France, Greece, Italy, Portugal, and—last but not least—Spain. A storm of anti-austerity protest has been sweeping through Europe.
This represents a very sharp change in the political temperature. For the past few weeks, the general tone of commentary was that finally the eurozone was getting its act together. In line with this, financial markets started rising.
The source of this optimism was the announcement at the end of August by Mario Draghi, president of the European Central Bank (ECB), that he was willing to buy Spanish and Italian government bonds.
This was important because the Italian and Spanish states were having to pay interest at punishingly high levels in order to borrow. After Draghi’s announcement, the spreads—the difference between their interest rates and those of Germany—fell substantially.
Of course, there was plenty of fine print. Spanish and Italian governments would have to agree on further neoliberal “reforms” with the troika—the ECB, European Commission and the International Monetary Fund.
Draghi’s plan has the backing of German chancellor Angela Merkel. But Jens Weidmann, president of Germany’s central bank, is campaigning against it. Weideman warned that pumping money into indebted states could generate Zimbabwe-style hyperinflation.
So far, however, Draghi’s plan hasn’t fallen apart. The really significant development is that Spain, the eurozone’s fourth biggest economy, is morphing into a situation similar to Greece—where austerity has produced economic depression, political chaos and social resistance.
Mariano Rajoy, Spain’s wildly unpopular right wing prime minister, is terrified of having to apply for ECB support. As Ewan Cameron-Watt of BlackRock fund managers put it, “He certainly can’t sell the men in black suits”—the troika inspectors currently forcing more cuts on Greece.
But Rajoy’s room for manoeuvre is limited. Spain’s banks are loaded down with bad debts built up during the property bubble of the mid-2000s. The latest estimates are that they will need around £48 billion in extra capital—and some analysts regard that figure as too optimistic.
Meanwhile the Spanish economy is shrinking. So Rajoy needs the European Union’s money. But austerity is widening the faultlines in the Spanish state.
The ruling Popular Party is the political heir of General Franco’s dictatorship, which systematically suppressed the rights of the Basque and Catalan nations.

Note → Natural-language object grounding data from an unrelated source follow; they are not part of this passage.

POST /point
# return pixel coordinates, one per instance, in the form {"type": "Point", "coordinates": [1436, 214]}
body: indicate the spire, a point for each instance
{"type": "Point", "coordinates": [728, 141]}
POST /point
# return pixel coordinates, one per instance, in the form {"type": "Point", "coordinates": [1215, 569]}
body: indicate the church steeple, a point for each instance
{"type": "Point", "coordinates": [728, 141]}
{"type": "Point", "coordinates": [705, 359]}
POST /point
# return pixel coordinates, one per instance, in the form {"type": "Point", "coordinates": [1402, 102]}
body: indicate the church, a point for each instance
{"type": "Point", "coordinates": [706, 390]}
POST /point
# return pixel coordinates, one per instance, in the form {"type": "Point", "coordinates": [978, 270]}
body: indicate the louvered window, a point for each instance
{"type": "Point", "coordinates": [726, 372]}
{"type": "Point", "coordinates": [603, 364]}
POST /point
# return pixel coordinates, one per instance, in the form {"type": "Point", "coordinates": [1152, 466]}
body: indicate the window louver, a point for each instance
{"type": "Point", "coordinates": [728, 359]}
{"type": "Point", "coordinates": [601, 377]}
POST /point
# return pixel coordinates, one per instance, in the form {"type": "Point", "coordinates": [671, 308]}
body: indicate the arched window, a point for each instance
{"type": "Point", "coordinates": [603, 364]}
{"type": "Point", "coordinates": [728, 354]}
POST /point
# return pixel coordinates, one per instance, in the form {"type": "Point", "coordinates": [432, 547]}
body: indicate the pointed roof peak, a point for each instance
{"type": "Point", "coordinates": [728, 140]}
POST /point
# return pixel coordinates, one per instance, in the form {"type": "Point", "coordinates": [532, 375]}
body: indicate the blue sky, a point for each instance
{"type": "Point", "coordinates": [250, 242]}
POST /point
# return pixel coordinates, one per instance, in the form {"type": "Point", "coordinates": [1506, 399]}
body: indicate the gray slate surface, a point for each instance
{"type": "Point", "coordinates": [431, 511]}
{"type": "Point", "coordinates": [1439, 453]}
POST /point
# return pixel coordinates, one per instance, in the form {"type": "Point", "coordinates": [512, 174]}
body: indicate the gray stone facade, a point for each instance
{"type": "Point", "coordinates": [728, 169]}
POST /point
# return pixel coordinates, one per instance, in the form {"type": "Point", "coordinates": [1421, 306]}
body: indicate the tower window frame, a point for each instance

The Catalonian regional government has just called a general election as a preliminary to a referendum on independence. The Catalan nationalists are already in conflict with Rajoy, who wants to reduce the powers of the regions. Now they are also furious about the cuts being imposed on them.
The Financial Times commented, “The eurozone crisis that has brought down governments across Europe’s periphery now threatens the survival of a nation state. The north-south fractures inside the EU are starting to open up within member states.
“When the Soviet Union and some of its buffer states broke up at the end of the Cold War, EU leaders on the whole regarded this exercise of the democratic right to self-determination as a good thing.
“But the idea that separatism could seep into the settled structures of western Europe is wholly alien to them.”
The Greek disease is spreading. But political and social fractures take different forms across Europe. Greece has a particularly strong workers’ movement and radical left—hence the scale of social resistance on show in last week’s general strike.
Spain too has powerful social movements, but suffers from a weak political left and the legacy of Francoism, so the situation is developing differently there.
But everywhere there are ugly signs of reaction—from the rapid growth of Greece’s Golden Dawn to threatening noises towards separatists coming from the Spanish military. Fortunately resistance is growing everywhere as well.